Oftentimes a destination is more impressive and renowned by what it contains than what it exports. In the case of Bordeaux and its environs it would seem that both the locale and its famed wine products hold equal weight in attracting travelers and connoisseurs from around the world. The city has become a brand that delights and allures many eager imbibers. This tip will explain what the highlights of an itinerary to Bordeaux and three major locales of the region can look like.
The difference between purchasing a bottle of the famed vintage at home and setting out to encounter this magical place is quite large I’ll admit, yet many tourists are finding it an increasingly satisfactory experience.
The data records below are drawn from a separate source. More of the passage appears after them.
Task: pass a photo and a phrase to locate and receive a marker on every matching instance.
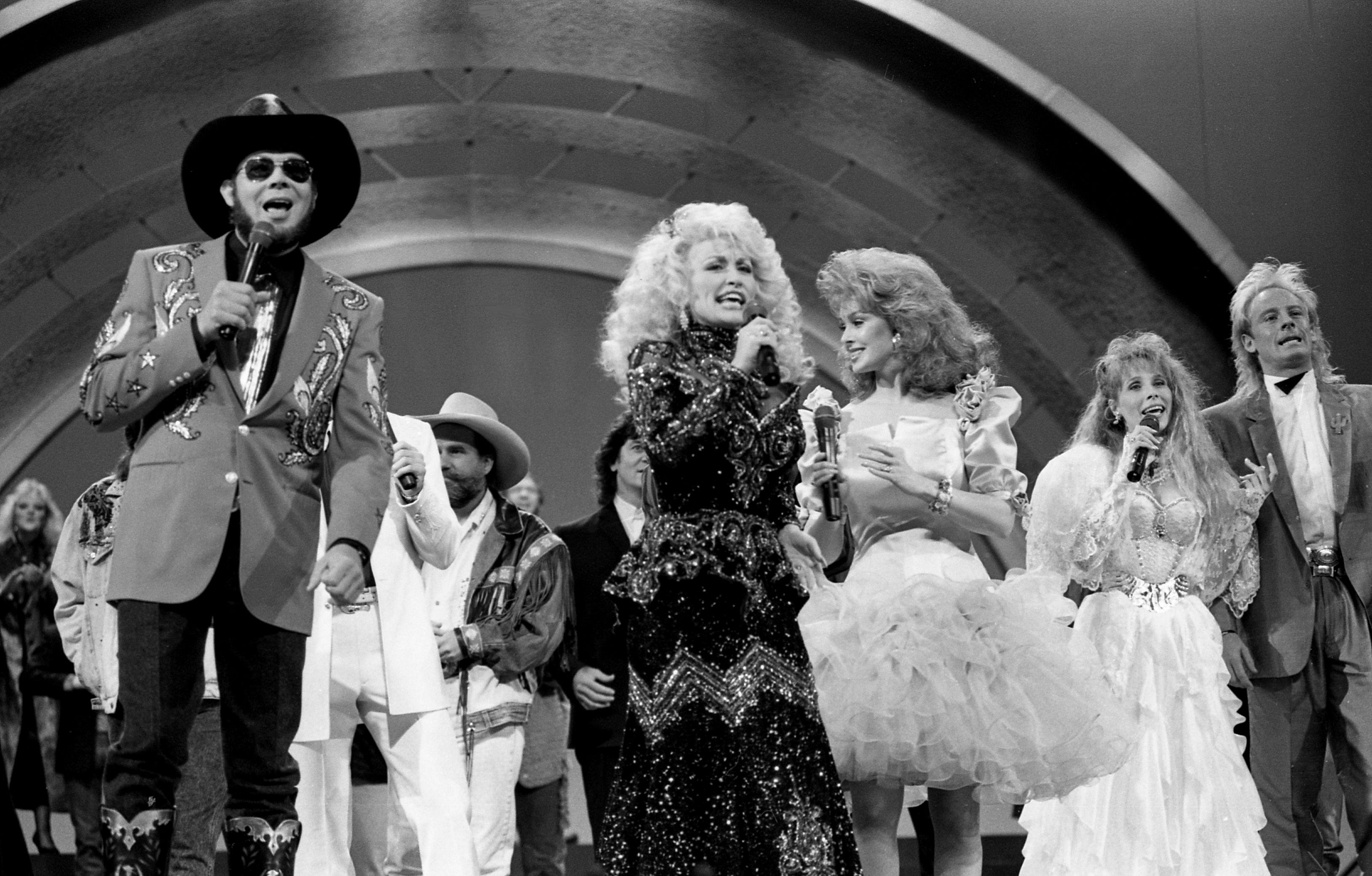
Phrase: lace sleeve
(1077, 516)
(677, 410)
(1228, 564)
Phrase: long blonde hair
(938, 345)
(1189, 450)
(656, 290)
(53, 520)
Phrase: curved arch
(629, 123)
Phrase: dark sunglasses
(261, 168)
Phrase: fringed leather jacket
(518, 608)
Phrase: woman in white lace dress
(1153, 555)
(929, 674)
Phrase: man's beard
(283, 239)
(463, 490)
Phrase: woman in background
(929, 674)
(31, 524)
(725, 760)
(1153, 555)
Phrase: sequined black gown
(725, 758)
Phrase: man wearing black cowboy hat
(498, 613)
(256, 405)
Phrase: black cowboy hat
(267, 124)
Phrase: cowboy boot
(138, 848)
(257, 849)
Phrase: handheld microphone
(408, 482)
(260, 238)
(826, 429)
(766, 367)
(1141, 457)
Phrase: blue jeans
(161, 688)
(199, 797)
(201, 794)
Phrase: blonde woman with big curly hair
(931, 674)
(31, 524)
(1153, 555)
(725, 760)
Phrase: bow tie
(1289, 384)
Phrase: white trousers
(496, 760)
(426, 766)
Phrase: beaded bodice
(710, 435)
(1090, 525)
(721, 446)
(1160, 535)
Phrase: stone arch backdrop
(544, 135)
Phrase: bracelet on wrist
(943, 498)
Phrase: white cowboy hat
(511, 452)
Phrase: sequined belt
(680, 547)
(1157, 597)
(364, 602)
(729, 694)
(1324, 561)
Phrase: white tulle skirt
(1184, 804)
(950, 679)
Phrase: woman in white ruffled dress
(929, 674)
(1153, 556)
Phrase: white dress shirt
(632, 517)
(1305, 445)
(448, 589)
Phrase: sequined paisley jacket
(722, 465)
(201, 453)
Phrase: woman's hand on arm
(980, 513)
(802, 549)
(1260, 480)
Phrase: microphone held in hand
(766, 368)
(1141, 457)
(407, 482)
(826, 431)
(261, 238)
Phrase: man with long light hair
(1304, 649)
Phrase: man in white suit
(376, 663)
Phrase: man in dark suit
(256, 405)
(599, 670)
(1304, 648)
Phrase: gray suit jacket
(317, 434)
(1281, 623)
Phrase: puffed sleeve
(990, 447)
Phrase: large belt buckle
(364, 602)
(1324, 561)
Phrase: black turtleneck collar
(1290, 383)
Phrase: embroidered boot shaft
(257, 849)
(140, 847)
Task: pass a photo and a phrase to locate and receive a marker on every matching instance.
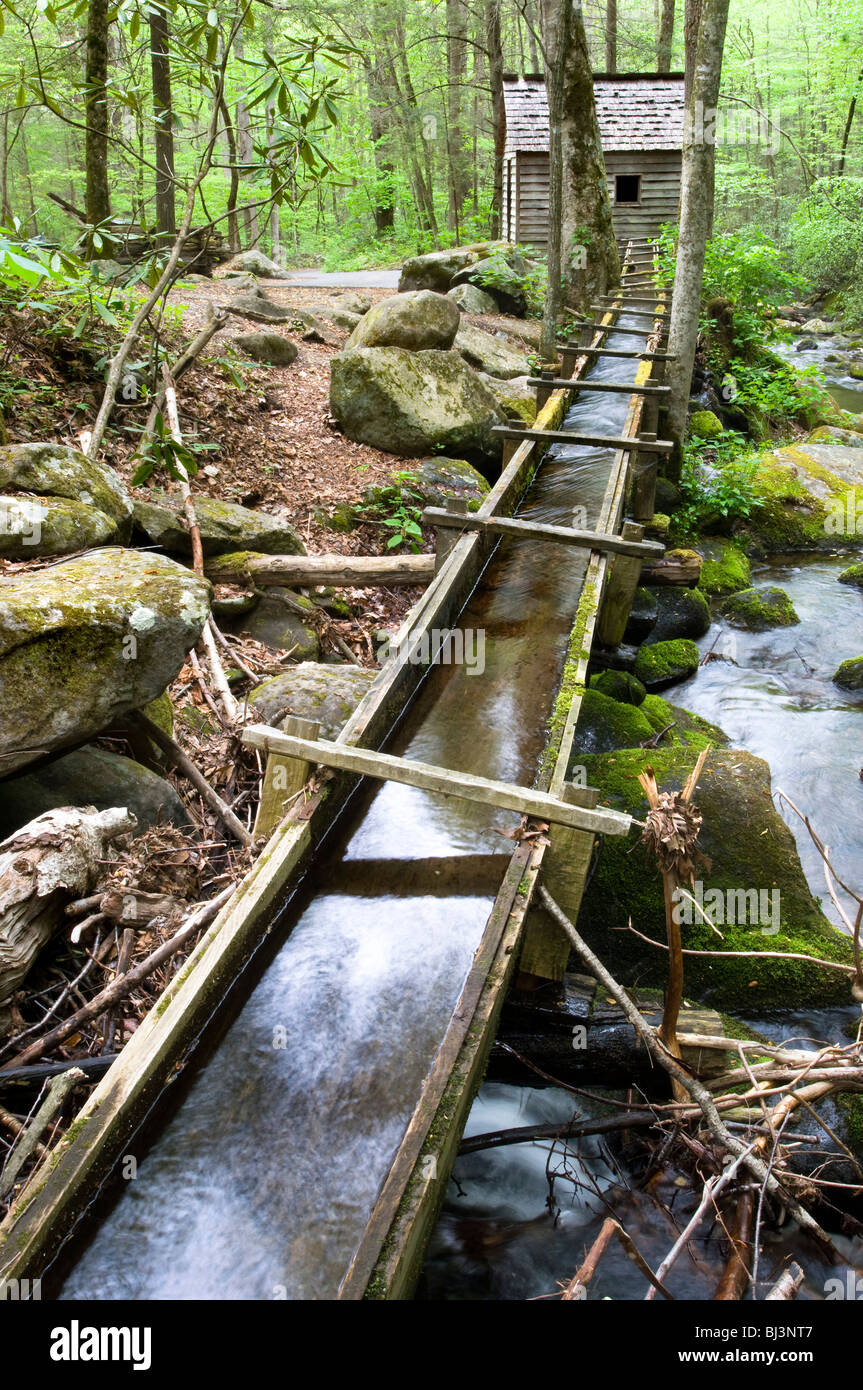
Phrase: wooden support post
(620, 591)
(569, 356)
(564, 870)
(284, 777)
(545, 392)
(445, 537)
(512, 444)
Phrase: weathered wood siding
(527, 199)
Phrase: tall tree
(163, 116)
(664, 36)
(97, 199)
(696, 213)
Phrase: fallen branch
(196, 777)
(122, 984)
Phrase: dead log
(676, 567)
(42, 866)
(306, 570)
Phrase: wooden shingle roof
(635, 111)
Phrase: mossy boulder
(86, 641)
(680, 612)
(271, 348)
(416, 320)
(53, 470)
(760, 609)
(849, 674)
(471, 299)
(666, 663)
(91, 777)
(413, 403)
(853, 574)
(224, 527)
(313, 690)
(488, 353)
(703, 424)
(620, 685)
(517, 401)
(751, 849)
(724, 569)
(34, 526)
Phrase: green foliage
(399, 509)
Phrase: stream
(261, 1182)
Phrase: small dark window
(627, 188)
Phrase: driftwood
(45, 863)
(303, 570)
(676, 567)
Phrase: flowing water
(261, 1182)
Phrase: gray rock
(488, 353)
(93, 777)
(85, 641)
(473, 300)
(255, 263)
(268, 348)
(224, 527)
(416, 320)
(34, 526)
(53, 470)
(313, 690)
(413, 403)
(278, 624)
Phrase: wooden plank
(449, 781)
(539, 530)
(614, 387)
(284, 777)
(598, 441)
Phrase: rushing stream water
(261, 1182)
The city of Bordeaux itself has seen something of an urban renaissance in recent years. The city has logistically been reorganized, its impressive parks, plazas and buildings renovated and the airport is seeing a buzz of international flights from Europe and beyond.
The beauty of the city is that it is the meeting point around which all the enchanted chateaus, vineyards, and natural beauty are concentrated. Furthermore the new wave of tourists, investors and entrepreneurs has created an atmosphere of exquisite cuisine, small luxury hotels and unforgettable urban scenes of charm.
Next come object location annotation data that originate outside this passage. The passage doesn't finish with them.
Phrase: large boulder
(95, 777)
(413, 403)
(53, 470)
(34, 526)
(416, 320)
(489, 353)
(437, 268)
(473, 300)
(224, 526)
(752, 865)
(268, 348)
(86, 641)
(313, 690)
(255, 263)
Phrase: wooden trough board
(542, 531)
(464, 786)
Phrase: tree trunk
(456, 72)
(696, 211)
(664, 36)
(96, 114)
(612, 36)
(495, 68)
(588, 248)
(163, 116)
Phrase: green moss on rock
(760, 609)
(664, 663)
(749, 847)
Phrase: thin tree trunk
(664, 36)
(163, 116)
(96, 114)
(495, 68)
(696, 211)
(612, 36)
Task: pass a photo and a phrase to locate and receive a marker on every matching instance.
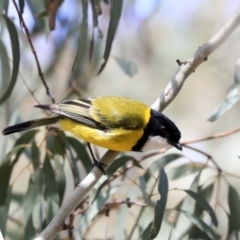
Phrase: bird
(112, 122)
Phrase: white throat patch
(155, 143)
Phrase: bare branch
(190, 65)
(40, 73)
(166, 97)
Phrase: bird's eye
(163, 129)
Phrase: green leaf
(237, 76)
(34, 191)
(160, 205)
(197, 233)
(56, 142)
(228, 102)
(144, 191)
(21, 4)
(115, 14)
(8, 163)
(4, 212)
(97, 188)
(50, 191)
(128, 67)
(121, 222)
(166, 159)
(234, 210)
(60, 178)
(205, 193)
(82, 42)
(184, 170)
(35, 156)
(15, 57)
(119, 162)
(81, 153)
(25, 138)
(201, 224)
(96, 207)
(5, 174)
(146, 233)
(17, 198)
(203, 204)
(5, 71)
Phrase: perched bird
(115, 123)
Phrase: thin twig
(40, 73)
(207, 155)
(214, 136)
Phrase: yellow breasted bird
(115, 123)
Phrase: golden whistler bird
(116, 123)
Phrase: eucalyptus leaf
(237, 76)
(96, 207)
(56, 142)
(120, 162)
(121, 222)
(15, 57)
(81, 153)
(155, 166)
(197, 233)
(231, 98)
(60, 178)
(234, 210)
(203, 204)
(184, 170)
(50, 192)
(82, 41)
(115, 14)
(160, 205)
(128, 67)
(4, 212)
(201, 225)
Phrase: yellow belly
(117, 140)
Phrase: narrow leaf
(119, 162)
(56, 142)
(50, 191)
(184, 170)
(4, 213)
(166, 159)
(34, 190)
(160, 205)
(15, 57)
(81, 153)
(82, 42)
(201, 224)
(128, 67)
(121, 222)
(234, 209)
(5, 174)
(115, 14)
(60, 178)
(144, 191)
(21, 4)
(35, 155)
(237, 76)
(197, 233)
(204, 205)
(228, 102)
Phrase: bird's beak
(176, 145)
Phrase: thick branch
(166, 97)
(190, 65)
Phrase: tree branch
(162, 102)
(190, 65)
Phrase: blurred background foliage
(39, 169)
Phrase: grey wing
(77, 110)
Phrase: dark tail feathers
(30, 124)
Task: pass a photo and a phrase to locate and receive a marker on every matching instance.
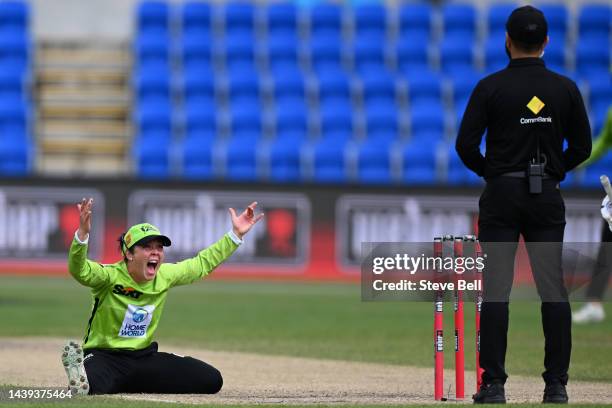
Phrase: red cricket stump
(459, 328)
(438, 333)
(478, 303)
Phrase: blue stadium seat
(378, 85)
(368, 53)
(151, 157)
(370, 20)
(241, 158)
(599, 114)
(419, 163)
(463, 83)
(200, 120)
(15, 51)
(281, 19)
(497, 16)
(14, 16)
(238, 48)
(424, 86)
(557, 19)
(456, 53)
(600, 91)
(239, 18)
(329, 162)
(411, 52)
(415, 21)
(495, 53)
(458, 174)
(243, 83)
(196, 49)
(336, 121)
(14, 118)
(153, 121)
(382, 122)
(246, 120)
(427, 120)
(13, 84)
(554, 55)
(289, 85)
(282, 51)
(15, 156)
(152, 85)
(592, 55)
(198, 84)
(325, 52)
(333, 84)
(152, 17)
(459, 19)
(152, 49)
(374, 163)
(326, 20)
(291, 120)
(196, 18)
(198, 157)
(285, 160)
(594, 20)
Spending a week or ten days in the region is ideal especially if one wants to encounter the process, growers and beauty face to face. Much of the greater Bordeaux area is a countryside full of exquisite fields and spellbinding chateau’s all within an hours drive of Bordeaux itself. St. Emilion is probably the most historic. It is a sleepy medieval town wonderfully preserved and whose steeples and walls often feature in the backdrop of many vineyards. The atmosphere transports one to a simpler time and wonderful encounters with savory varietals.
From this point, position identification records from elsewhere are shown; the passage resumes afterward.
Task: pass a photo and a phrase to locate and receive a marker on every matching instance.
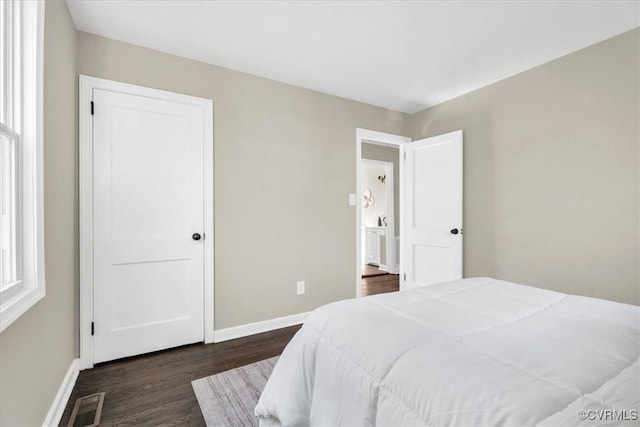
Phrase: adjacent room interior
(185, 184)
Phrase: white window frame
(25, 115)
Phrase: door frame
(85, 140)
(388, 170)
(388, 140)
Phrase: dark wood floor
(375, 281)
(155, 389)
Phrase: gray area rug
(228, 398)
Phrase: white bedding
(470, 352)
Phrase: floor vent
(87, 411)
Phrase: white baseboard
(64, 393)
(258, 327)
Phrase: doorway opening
(378, 211)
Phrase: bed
(470, 352)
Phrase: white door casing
(432, 237)
(148, 285)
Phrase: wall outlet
(301, 287)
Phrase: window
(21, 210)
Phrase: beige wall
(387, 154)
(551, 172)
(270, 139)
(37, 349)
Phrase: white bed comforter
(466, 353)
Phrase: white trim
(62, 397)
(85, 135)
(379, 138)
(31, 172)
(259, 327)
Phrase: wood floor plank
(155, 389)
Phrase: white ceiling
(396, 54)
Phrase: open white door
(432, 229)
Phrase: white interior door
(432, 237)
(148, 185)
This region sits to the North of Bordeaux and is sandwitched between the definitive Gironde River and the Atlantic Ocean. Above all its resilient soil makes up for the otherwise unfriendly environment cause by the proximity to the ocean. However the combination of the ocean, rolling hills and verdant vineyards makes for indescribable beauty. It is known as the land of secrets and its fantastic cellars and quiet corners will bring one right into the comforts of bliss that the very same wines capture in their full-bodied form.
Bourg and Blaye
This region sits on the right Bank of the Garonne and it is among the oldest wine producing regions in Bordeaux, some vineyards were originally tilled by the Romans as popular lore goes. It is mostly acclaimed for its production of Merlot. The small town of Bourg-sur-Gironde is a great place to see what small town charms and local delicacies define this region. Many of the chateau’s are grandiose and the hills often have gentle and wide slopes between them giving beautiful vineyard panoramas.